Carter looked back to the garden. ‘That’s a lot of compost produced from just leaves. Anything else in there?’ She shook her head.

He called back down the garden and two officers arrived.

‘Can you get something to slide beneath these bins? I want to empty them. I think this is shop-bought compost.’

Ten minutes later their contents were laid out on a plastic sheet and Ebony was gently scraping away the last of the rotting leaves and compost from beneath where the bins had stood.

‘Sarge?’ She moved the fragments of bone towards him. In the centre was a child’s tooth.





Chapter 50


‘Unlike the previous victims, an attempt had been made to dispose of the body by burning it.’

Davidson sat at Carter’s old desk and bowed his head in thought, as if he had a heavy weight on the back of his head. Occasionally he seemed to realize what he was doing and sat upright, but slowly gravity pulled him back down.

‘She was a young girl of around ten years old . . .’ Harding was addressing the meeting. ‘She was found by DC Willis and DS Carter in a fire pit hidden beneath a compost bin.’

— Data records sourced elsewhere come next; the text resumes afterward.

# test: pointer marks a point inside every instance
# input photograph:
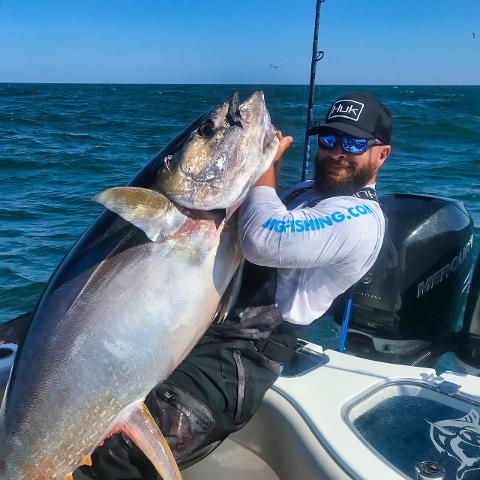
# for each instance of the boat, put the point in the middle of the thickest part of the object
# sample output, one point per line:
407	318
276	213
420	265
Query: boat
378	410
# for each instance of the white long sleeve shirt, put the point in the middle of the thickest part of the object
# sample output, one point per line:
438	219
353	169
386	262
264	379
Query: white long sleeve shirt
321	247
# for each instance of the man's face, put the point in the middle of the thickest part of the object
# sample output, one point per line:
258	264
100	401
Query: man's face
338	172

Jeanie looked across and smiled at Ebony proudly. It was eight in the morning in the ETO. The room was packed to hear about the latest development.

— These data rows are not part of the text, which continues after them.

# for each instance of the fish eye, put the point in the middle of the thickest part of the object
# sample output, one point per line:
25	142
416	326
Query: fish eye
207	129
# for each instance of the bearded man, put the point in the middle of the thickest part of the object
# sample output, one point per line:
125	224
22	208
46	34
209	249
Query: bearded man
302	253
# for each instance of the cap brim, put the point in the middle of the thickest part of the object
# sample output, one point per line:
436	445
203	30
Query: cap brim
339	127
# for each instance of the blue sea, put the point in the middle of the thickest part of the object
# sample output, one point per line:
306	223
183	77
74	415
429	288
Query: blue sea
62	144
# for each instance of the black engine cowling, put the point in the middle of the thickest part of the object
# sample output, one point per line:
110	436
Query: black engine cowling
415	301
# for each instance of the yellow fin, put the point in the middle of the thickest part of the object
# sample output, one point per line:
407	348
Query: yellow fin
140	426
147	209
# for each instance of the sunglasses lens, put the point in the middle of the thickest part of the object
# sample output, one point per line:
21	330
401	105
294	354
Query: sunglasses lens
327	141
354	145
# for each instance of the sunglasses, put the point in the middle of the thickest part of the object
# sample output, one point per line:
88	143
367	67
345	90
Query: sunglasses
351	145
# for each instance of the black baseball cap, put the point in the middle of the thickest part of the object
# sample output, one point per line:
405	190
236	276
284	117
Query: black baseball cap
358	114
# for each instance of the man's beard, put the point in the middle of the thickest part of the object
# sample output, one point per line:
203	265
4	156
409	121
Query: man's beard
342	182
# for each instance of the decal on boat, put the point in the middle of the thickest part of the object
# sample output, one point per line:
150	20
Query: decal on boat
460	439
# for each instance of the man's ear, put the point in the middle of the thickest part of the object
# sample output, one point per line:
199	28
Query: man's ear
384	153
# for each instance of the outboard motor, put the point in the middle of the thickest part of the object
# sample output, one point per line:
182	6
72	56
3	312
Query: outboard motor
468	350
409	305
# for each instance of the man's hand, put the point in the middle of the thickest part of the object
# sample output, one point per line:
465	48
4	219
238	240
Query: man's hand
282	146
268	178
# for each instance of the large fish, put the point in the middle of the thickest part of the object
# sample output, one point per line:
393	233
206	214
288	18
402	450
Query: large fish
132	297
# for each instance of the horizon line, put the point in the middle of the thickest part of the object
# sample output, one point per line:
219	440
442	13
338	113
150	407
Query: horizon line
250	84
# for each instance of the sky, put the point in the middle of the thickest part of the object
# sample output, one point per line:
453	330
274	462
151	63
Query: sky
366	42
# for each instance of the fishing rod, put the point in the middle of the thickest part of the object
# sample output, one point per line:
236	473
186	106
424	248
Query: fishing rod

Harding continued: ‘The temperature in the pit was not high enough to have much impact on the skeleton but the flesh has gone. The bones are mainly yellowed and some splintering has occurred. We will still be able to extract mitochondrial DNA. We’re waiting on results. I can’t give you cause of death but it’s not strangulation. The small bones at the top of her spinal column were still intact. No obvious injuries except she broke her arm in the six months prior to her death. There is a metal pin in the humerus bone usually put in to help align it whilst healing.’

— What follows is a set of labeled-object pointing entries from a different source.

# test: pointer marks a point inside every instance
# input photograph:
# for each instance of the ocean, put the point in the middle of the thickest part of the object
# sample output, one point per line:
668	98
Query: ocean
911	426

Robbo spoke: ‘We think we have a match to a missing person: eleven-year-old Shannon Mannings was last seen on the Friday before the Easter weekend on March twenty-sixth 2010. She disappeared from a children’s home in Wales. Hospital records show that Shannon had her arm broken on a home visit courtesy of her stepfather. We have requested mitochondrial DNA from her mother.

‘Because of her home-life Shannon was sent to the children’s home, which is in a rural location. We do know that she was a problem child with a history of self-destructive behaviour; sexualized young by her mother she was sexually active and undergoing counselling for it.’

Davidson stood and took over: ‘We should be able to find out if she had been groomed by anyone before she disappeared. Carter . . . you and DC Willis will head up to interview the manager of the home and see if we can find out any more.’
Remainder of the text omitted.